O amor que não foi inventado por homens em gabinetes é aquele que nos interessa. O amor como sentido e ação que não aceita a posse travestida de segurança. Encontros que sabem estar no olho do furacão dos afetos que querem estar ao lado e não acima ou soterrados em palavras repetidas por séculos de adestramento sexual. O amor tomado na caminhada que se deseja junto, na beira da praia, ansiando mergulhos para abraçar molhado depois da onda passar. Uma presença para preparar a comida e ser comida, uma presença que não dá indigestão porque resiste a ser apodrecida por todas as normas que destroem a vitalidade dos corpos reduzindo-os a si mesmos ou mesmo amputando a si mesmos. Um amor mistura e esquecimento na embolação das peles e salivas e gozos. O amor de lembrar de que seria tão melhor fazer isso contigo, com ela, com ele, um amor que pode fazer mais quando o mundo diz: isso é pouco.

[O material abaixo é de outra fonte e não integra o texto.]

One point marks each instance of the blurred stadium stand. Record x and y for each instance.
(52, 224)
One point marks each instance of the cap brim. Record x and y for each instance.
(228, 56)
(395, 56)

O pouco do mundo capitalista será o mais dos amantes rebeldes, renegados, curiosos, teimosos, que desenham outro mundo com a ponta dos dedos nas costas de alguém que já é um universo. O amor como declaração de apreço pelo querer que aglomera. O amor verbo amar o real divino de viver junto.  

Rê Rê Rê Rê II 

Aprenda a xingar na hora certa. E vá aproveitar a sua festa preferida. Se o Pica-Pau bancar o engraçadinho nela, pega uma pena e escreve um destratado político.  

[Exercício de desvirtuar o disco “Agradeça ao Senhor” dos Atahualpa y us Panquis, 1993. Se funcionar, podemos fazer mais. Senão, azar. Por hoje acabou porque é a hora do almoço] 

Porto Alegre, 21 de fevereiro de 2024. 


Sara Caumo Guerra. Nasceu no interior do Rio Grande do Sul, Garibaldi, em 1982. Mora em Porto Alegre. Mexe com história, antropologia da ciência e da burocracia, relações de gênero e sexualidade, lê mil coisas que aparentemente não fazem sentido para o seu trabalho. Mil coisas. E aprende (contra também).